Ce père est désespéré car, en voulant améliorer les conditions de vie des siens, il a puisé dans ses économies pour réaliser des projets. Aujourd’hui, il est au pied du mur. « Mo pa kone si mo bizin lans mwa a mo kont ou rod enn lot travay. Apre tou sa lane, tan servis pa mem konte. » Il sollicite l’aide de toute personne qui pourrait l’aider à se lancer dans la culture sous serre.
Nicolette Bucktorah, 59 ans : «Trente-huit ans de service à la poubelle»
Lorsque Nicolette Bucktorah a appris son licenciement, c’est comme si elle avait reçu un coup de massue sur la tête. À 59 ans, elle approchait de l’âge de la retraite.
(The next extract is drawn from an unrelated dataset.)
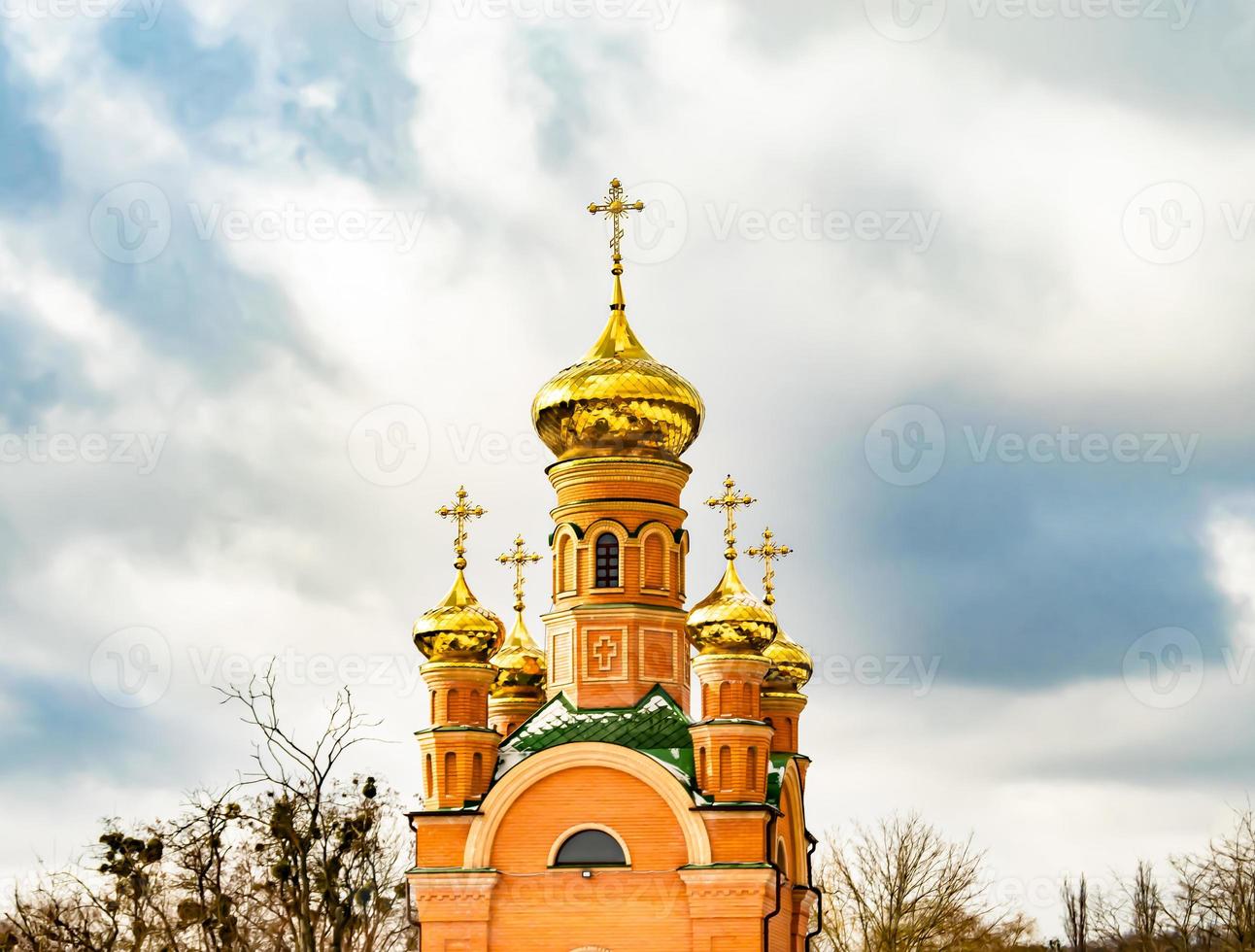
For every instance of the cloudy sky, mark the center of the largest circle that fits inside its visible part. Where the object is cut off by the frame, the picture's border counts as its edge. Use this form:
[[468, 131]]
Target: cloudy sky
[[964, 284]]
Là voilà retour à la case départ, après 38 années de bons et loyaux services au sein de Palmar Ltée.
L’habitante de Cité Argy, Flacq, n’est pas près d’oublier ce 22 février 2019. Il est 7 h 30 quand la quinquagénaire, qui habite non loin, arrive sur le site ce jour-là. Son intention est de prendre les clés et de lancer les opérations en attendant l’arrivée de ses collègues.
Sauf qu’en arrivant, elle se rend compte que les vigiles à l’entrée ne sont pas ceux qu’elle connaît. La porte est verrouillée avec un cadenas. Nicolette Bucktorah n’a qu’autre choix que d’attendre pour s’enquérir de la situation. « Mo ti trouve lor Facebook ki li pe ferme. Mo pann pran kont parski monn dir mwa ankor ena louvraz an operasion. Monn gagn sok. »
C’est en 1980 que Nicolette Bucktorah est embauchée par l’usine Palmar Ltée. Elle a pour tâche de couper le fil contre un maigre salaire. Elle raconte que si elle s’est retrouvée à travailler dans une usine à l’âge de 18 ans c’est à cause de la pauvreté. Comme elle est le deuxième enfant de sa fratrie qui en compte cinq, elle abandonne l’école pour aider sa mère financièrement.
Après son mariage, elle continue de travailler pour assurer l’éducation de ses enfants. De coupeuse de fil à chef de coupe, elle finit par devenir superviseuse bien des années plus tard, opérant sur la chaîne de production de l’usine.
Actuellement, dit-elle, elle est dépendante de son mari qui est à la retraite. « Tousa letan la monn travay. Aster bizin depann lor dimounn. Anplis nou pa pe gagn kompensasion. Nou pe ale vini Port-Louis dan lespwar nou gagn nou kas. Li pa fasil sirtou kan ou donn boukou depenn dan ou travay tousa lanela. »
Le couple Aucharaz : «C’est encore plus dur quand on est deux à être licencié»
Rude épreuve pour le couple Aucharaz qui habite Laventure, Flacq. Mari et femme sont au chômage depuis la fermeture de Palmar Ltée. Ajay Aucharaz, âgé de 52 ans, ne cache pas ses difficultés pour arrondir ses fins de mois. Idem pour sa femme Kavita, 45 ans. Ils recherchent rapidement un emploi pour subvenir aux besoins des leurs. Ajay Aucharaz, qui a débuté comme opérateur dans la section maintenance en 2006, compte treize années de service à Palmar Ltée. Kavita y a été embauchée sept ans de cela.